The daylight half of the exoplanet sees temperatures reach more than 2700 degrees celsius. With the sunscreen, or titanium oxide, precipitation only occurs on the permanent dark side of the planet, leaving the sizzling hot side without protection.
Beatty's team targeted planet Kepler-13Ab because it is one of the hottest of the known exoplanets. The study team thinks that strong winds carry the planet's titanium dioxide around to the nightside, where the stuff cools and condenses into clouds. The planet it tidally locked in rotation around its star, which means that it rotates so that the same side of the planet it facing the sun at all times, similar to how the dark side of the moon is perpetually facing away from our own planet.
"In many ways, the atmospheric studies we're doing on hot Jupiters now are testbeds for how we're going to do atmospheric studies on terrestrial, Earth-like planets", said lead researcher, Thomas Beatty.
The intense gravity of the exoplanet removes titanium oxide from its upper atmosphere.
A group of astronomers from Penn State University suggest that this particular ingredient snows on the side of the planet which remains completely dark and is not exposed to its host star. The study, which definitively proves that the universe has a great sense of humor, could one day be used to inform astronomers trying to judge the habitability of atmosphere-hosting Earth-sized planets. "Understanding the atmospheres on these planets and how they work, which is not understood in detail, will help us when we study these smaller planets that are harder to see and have more complicated features in their atmospheres". "When looking at these planets, you need to know not only how hot they are, but also what their gravity is like".
"Hot Jupiters provide us with the best views of what climates on other worlds are like".

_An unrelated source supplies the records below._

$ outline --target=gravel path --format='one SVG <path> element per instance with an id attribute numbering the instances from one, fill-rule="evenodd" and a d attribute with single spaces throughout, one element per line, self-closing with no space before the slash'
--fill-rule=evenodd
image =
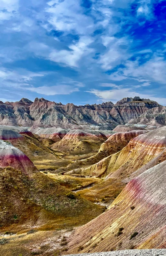
<path id="1" fill-rule="evenodd" d="M 94 253 L 70 254 L 70 256 L 166 256 L 166 249 L 124 250 Z M 67 256 L 65 255 L 65 256 Z"/>

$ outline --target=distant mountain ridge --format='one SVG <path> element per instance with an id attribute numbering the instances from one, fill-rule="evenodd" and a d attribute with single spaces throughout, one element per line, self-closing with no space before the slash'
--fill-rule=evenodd
<path id="1" fill-rule="evenodd" d="M 161 106 L 156 102 L 139 97 L 124 98 L 115 104 L 108 101 L 79 106 L 64 105 L 43 97 L 36 98 L 34 102 L 23 98 L 15 102 L 0 101 L 0 124 L 75 128 L 88 125 L 97 129 L 112 130 Z"/>

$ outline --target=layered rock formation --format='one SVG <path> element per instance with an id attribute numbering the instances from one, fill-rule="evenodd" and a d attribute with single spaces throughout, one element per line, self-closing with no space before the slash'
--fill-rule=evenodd
<path id="1" fill-rule="evenodd" d="M 81 169 L 81 172 L 95 177 L 102 175 L 108 175 L 107 178 L 125 178 L 159 156 L 166 147 L 166 127 L 164 127 L 132 139 L 121 151 Z"/>
<path id="2" fill-rule="evenodd" d="M 18 138 L 20 139 L 20 137 Z M 0 167 L 6 166 L 21 170 L 25 174 L 28 174 L 30 172 L 38 171 L 32 162 L 23 152 L 10 142 L 0 140 Z"/>
<path id="3" fill-rule="evenodd" d="M 149 109 L 139 117 L 131 119 L 129 124 L 146 125 L 149 129 L 156 129 L 166 125 L 166 107 L 159 107 Z"/>
<path id="4" fill-rule="evenodd" d="M 134 138 L 136 139 L 135 137 L 139 137 L 140 135 L 148 132 L 148 131 L 146 130 L 138 130 L 113 134 L 102 144 L 97 154 L 86 159 L 87 163 L 89 164 L 96 163 L 100 159 L 102 160 L 88 167 L 71 171 L 70 173 L 81 173 L 97 177 L 106 177 L 118 169 L 122 165 L 123 161 L 124 163 L 126 163 L 130 159 L 130 154 L 132 151 L 130 151 L 128 147 L 129 145 L 129 148 L 130 149 L 130 144 L 133 140 L 132 139 Z M 133 148 L 134 147 L 133 146 Z M 130 164 L 129 163 L 129 165 Z M 69 166 L 71 165 L 70 164 Z"/>
<path id="5" fill-rule="evenodd" d="M 0 125 L 0 138 L 23 151 L 40 170 L 54 170 L 71 162 L 61 157 L 64 153 L 48 148 L 25 128 Z"/>
<path id="6" fill-rule="evenodd" d="M 129 102 L 128 99 L 132 101 Z M 78 106 L 72 103 L 63 105 L 43 98 L 36 98 L 33 102 L 24 98 L 15 102 L 1 102 L 0 124 L 66 128 L 88 125 L 110 130 L 160 106 L 149 99 L 133 99 L 124 98 L 115 105 L 110 101 Z"/>
<path id="7" fill-rule="evenodd" d="M 51 147 L 71 154 L 87 154 L 97 150 L 107 138 L 104 134 L 97 131 L 90 132 L 83 130 L 72 130 Z"/>
<path id="8" fill-rule="evenodd" d="M 166 161 L 132 180 L 109 210 L 79 229 L 68 253 L 164 248 Z"/>
<path id="9" fill-rule="evenodd" d="M 81 219 L 83 224 L 104 210 L 79 196 L 71 198 L 70 192 L 41 173 L 19 149 L 0 140 L 1 233 L 49 221 L 49 229 L 55 229 L 61 221 L 63 226 L 64 219 L 74 225 Z"/>

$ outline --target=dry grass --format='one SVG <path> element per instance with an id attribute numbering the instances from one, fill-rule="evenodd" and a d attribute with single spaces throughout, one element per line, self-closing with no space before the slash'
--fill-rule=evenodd
<path id="1" fill-rule="evenodd" d="M 110 179 L 95 186 L 77 192 L 82 197 L 93 202 L 113 201 L 121 193 L 126 184 L 119 179 Z"/>
<path id="2" fill-rule="evenodd" d="M 66 166 L 71 162 L 70 160 L 62 158 L 63 152 L 50 149 L 37 138 L 26 135 L 24 137 L 24 140 L 12 143 L 29 157 L 39 170 L 54 170 L 61 167 Z"/>
<path id="3" fill-rule="evenodd" d="M 40 172 L 28 177 L 7 168 L 0 169 L 0 175 L 3 177 L 0 232 L 20 231 L 29 225 L 42 230 L 73 227 L 85 224 L 104 210 L 79 195 L 69 198 L 70 190 Z"/>
<path id="4" fill-rule="evenodd" d="M 73 232 L 74 230 L 55 230 L 11 236 L 5 238 L 7 243 L 0 246 L 0 253 L 3 256 L 53 256 L 54 251 L 63 251 L 65 246 L 61 245 L 64 238 L 67 237 Z M 1 238 L 0 237 L 0 239 Z"/>
<path id="5" fill-rule="evenodd" d="M 81 178 L 50 173 L 47 175 L 62 186 L 73 191 L 83 189 L 85 187 L 97 184 L 102 181 L 101 179 L 97 178 Z"/>

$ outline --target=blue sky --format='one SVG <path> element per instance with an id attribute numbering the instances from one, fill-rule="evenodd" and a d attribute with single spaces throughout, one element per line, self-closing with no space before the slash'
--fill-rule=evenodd
<path id="1" fill-rule="evenodd" d="M 166 1 L 0 0 L 0 100 L 166 105 Z"/>

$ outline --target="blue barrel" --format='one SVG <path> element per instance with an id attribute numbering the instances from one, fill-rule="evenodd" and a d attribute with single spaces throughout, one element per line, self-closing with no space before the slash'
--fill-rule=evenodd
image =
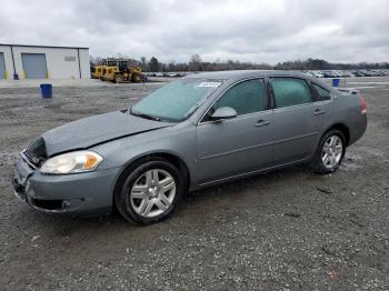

Even at their much colder temperatures, most of our solar system's gas giants have warmer temperatures at higher altitudes. "Due to the relatively high mass and surface gravity of Kepler-13Ab, we suggest that the apparent lack of an inversion is due to cold-trap processes in the planet's atmosphere". Then, it precipitates as snow and penetrates into the lower layers of the atmosphere.
Instead, they planned to note the day-side atmospheric temperature of the planet as it travelled behind its star during an event which is called secondary eclipse. The Hubble Space Telescope is a project of worldwide cooperation between NASA and ESA (European Space Agency).
'Seeing this cold-trap process in action provides us with a long sought and important piece of that puzzle'. "Hubble observations of the planet's atmospheric temperature profile represent the first time astronomers have detected this precipitation process, called a 'cold trap, ' on an exoplanet".
This type of eclipse yields information on the temperature of the constituents in the atmosphere of the exoplanet's dayside.